After months of being trapped between the 93.50 to 89.50 price range the buck finally picked a direction, and one which may be about to stick if we consider how long the range break has been brewing.
The big question that traders are asking themselves is how far the US dollar travel to the upside before the breakout can starts to pause if indeed a FED taper announcement happens this week.
For the answer to this question we need to go to technical analysis. A bearish head and shoulders pattern with nearly 400 points of downside potential was invalidated last week.
The invalidated price pattern could see, in theory, the US dollar index rallying towards the 97.50 area if we trust the measured target of the invalidated head and shoulders pattern.

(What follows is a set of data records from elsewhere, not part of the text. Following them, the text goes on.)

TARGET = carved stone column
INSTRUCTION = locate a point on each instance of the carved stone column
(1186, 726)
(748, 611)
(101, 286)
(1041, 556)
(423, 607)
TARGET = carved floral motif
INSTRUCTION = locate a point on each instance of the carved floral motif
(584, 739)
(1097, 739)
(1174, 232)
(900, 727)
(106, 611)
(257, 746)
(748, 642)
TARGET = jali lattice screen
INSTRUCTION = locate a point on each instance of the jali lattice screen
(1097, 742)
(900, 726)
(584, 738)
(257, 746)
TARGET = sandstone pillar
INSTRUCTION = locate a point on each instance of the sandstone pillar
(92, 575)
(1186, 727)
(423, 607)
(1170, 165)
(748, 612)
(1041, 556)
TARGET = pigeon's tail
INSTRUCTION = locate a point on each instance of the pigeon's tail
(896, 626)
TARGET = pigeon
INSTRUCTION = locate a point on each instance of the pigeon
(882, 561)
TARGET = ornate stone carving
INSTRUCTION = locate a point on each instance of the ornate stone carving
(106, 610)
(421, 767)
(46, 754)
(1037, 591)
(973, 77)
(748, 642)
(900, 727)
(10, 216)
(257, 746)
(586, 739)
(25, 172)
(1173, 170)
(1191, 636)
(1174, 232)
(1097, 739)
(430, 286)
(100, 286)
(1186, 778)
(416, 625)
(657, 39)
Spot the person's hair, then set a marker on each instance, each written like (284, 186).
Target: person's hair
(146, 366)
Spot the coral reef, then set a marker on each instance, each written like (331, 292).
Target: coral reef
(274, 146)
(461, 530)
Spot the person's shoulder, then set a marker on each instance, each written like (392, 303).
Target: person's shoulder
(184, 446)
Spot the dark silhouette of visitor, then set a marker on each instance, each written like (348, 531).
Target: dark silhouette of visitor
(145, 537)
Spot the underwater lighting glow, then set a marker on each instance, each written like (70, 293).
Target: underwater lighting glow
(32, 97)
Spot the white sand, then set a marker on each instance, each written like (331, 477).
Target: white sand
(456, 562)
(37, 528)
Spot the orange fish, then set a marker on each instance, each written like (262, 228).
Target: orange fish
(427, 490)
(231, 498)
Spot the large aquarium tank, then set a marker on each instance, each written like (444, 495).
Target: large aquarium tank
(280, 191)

Sentiment is also on the side of bulls. The ActivTrader market sentiment tool is showing that a short squeeze may be brewing amongst the retail crowd as some 83 percent of traders are bearish towards the US dollar index.
Typically, one-way sentiments skews are worrying, and even more so when we see major new trends forming. If we consider the magnitude of last week’s breakout, and if it holds, sentiment is warning us that the herd is too short the greenback.
US Dollar Index short-term Technical Analysis
Looking at the four-hour time frame, a small head and shoulders patterns looks to be invalidated after the 93.20 level was broken last week, which effectively invalidates the structure to the pattern.
This week, we could see bulls targeting the 95.00 level if we take the overall size of this pattern and consider that a major higher time frame breakout is in play, which leads us to medium-term analysis.
US Dollar Index Medium-term Technical Analysis
According to the daily time frame a much larger head shoulders pattern has been invalidated and also a bearish triple-top pattern has been invalidated, forming a rectangle breakout.
If we consider the invalidated head and shoulders pattern and the rectangle breakout, we may see a technical test towards the breakout area this week before major lift-off towards the 97.00 area.